The Federal Energy Regulatory Commission on Thursday denied a rehearing request submitted by Gunpowder Riverkeeper and the Woodstock Residents, who had objected to the Commission’s Nov. 21, 2013 order granting Columbia Gas Transmission authority to construct and operate pipeline facilities in Baltimore and Harford counties in Maryland (see Daily GPI, Nov. 25, 2013). The groups “make no showing that they will be irreparably harmed” by the project, Commissioners said in their order. The Line MB Expansion is part of a system-wide, approximately $2 billion, five-year modernization program designed to improve Columbia’s aging infrastructure. The expansion calls for the phased construction of approximately 21.1 miles of 26-inch diameter pipeline from the current terminus of Columbia’s existing Line MB in Baltimore County to the existing Rutledge Compressor Station in Hartford County and associated facilities. The project, which the company estimates will cost about $132 million, is expected to be placed into service by the end of this year.

Anadarko Petroleum Corp.agreed to sell its Chinese subsidiary to a unit of Brightoil Petroleum (Holdings) Ltd. for $1.075 billion worth of stock. The subsidiary being sold owns The Woodlands, TX-based producer’s interests in the Bohai Bay field. In 2013 Anadarko’s net sales volumes from Bohai Bay averaged 11,000 b/d of oil. CEO Al Walker said the sale demonstrated a commitment to “active portfolio management.” The sale should close by the end of 2014.

The Federal Railroad Administration said it could take months to investigate the cause of a Norfolk-Southern Corp. (NS) crude-by-rail incident on Thursday morning after 21 of 120 cars derailed near Vandergrift, PA (see Shale Daily, Feb. 13). NS said at least 3,500 gallons of crude oil spilled from a tanker car. No injuries were reported, but 35 people were evacuated from MSI Corp., a specialty metals firm that was hit by one of the cars. NS, which is conducting an internal investigation, said the spill was contained to a parking lot and didn’t enter storm drains or nearby waterways.
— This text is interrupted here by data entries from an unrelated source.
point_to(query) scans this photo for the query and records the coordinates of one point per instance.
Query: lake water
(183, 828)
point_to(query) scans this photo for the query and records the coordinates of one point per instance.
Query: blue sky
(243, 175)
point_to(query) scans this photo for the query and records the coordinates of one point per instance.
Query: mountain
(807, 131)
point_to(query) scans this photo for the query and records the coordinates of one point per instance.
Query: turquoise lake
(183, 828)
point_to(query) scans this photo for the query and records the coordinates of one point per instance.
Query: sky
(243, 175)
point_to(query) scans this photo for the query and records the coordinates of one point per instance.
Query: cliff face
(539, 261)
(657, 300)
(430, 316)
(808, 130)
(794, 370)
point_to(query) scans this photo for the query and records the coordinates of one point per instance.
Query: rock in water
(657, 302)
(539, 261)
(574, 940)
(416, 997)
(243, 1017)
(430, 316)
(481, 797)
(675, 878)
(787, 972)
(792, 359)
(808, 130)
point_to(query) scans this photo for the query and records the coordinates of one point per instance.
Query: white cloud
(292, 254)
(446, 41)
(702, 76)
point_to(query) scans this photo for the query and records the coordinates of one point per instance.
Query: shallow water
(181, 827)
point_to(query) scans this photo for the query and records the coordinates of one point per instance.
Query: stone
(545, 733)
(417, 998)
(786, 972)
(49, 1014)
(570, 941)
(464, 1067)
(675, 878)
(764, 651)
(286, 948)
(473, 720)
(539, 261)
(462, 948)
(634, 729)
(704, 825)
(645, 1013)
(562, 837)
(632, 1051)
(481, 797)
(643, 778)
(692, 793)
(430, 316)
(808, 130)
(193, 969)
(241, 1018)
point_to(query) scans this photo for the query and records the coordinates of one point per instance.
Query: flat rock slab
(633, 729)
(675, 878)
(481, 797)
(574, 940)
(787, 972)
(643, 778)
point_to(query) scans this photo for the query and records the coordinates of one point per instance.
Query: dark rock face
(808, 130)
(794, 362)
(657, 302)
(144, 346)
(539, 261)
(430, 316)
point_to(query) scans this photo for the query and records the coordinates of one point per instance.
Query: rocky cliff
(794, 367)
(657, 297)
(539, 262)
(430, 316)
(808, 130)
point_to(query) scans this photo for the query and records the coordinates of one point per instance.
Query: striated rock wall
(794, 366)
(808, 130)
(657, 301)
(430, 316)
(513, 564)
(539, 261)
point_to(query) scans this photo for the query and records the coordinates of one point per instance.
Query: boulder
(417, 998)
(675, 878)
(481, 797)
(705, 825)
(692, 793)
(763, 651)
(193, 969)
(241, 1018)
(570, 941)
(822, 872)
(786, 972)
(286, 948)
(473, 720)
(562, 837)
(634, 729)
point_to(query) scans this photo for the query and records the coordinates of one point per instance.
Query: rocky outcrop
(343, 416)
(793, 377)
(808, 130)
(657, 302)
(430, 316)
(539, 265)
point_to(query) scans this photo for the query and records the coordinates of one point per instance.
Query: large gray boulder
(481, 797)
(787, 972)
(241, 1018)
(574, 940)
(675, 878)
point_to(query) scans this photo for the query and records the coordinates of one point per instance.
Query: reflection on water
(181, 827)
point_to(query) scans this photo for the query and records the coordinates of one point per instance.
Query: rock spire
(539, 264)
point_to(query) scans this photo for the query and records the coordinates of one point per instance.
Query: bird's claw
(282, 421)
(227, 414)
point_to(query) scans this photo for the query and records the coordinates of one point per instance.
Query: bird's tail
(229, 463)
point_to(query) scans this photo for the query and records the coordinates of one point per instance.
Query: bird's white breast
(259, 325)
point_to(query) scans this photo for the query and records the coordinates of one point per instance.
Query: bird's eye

STW Resources Holding Corp. (STW) said one of its subsidiaries has completed building two pipeline projects to serve producers in the Permian Basin and has been awarded a contract to complete a third pipeline now under construction. CEO Stanley Weiner told NGI on Wednesday that the two gas pipelines completed by subsidiary STW Pipeline Maintenance & Construction were five and eight miles in length and in the Midland area of West Texas. One of the pipelines measured eight-to-12 inches in diameter while the other was a 16-inch diameter pipe. Weiner said the third pipeline was also eight miles in length and also in West Texas. On Tuesday, STW said the subsidiary had been “awarded a third contract for a multi-mile pipeline, which presently is under construction and is in various stages [of] the bidding process for additional projects.”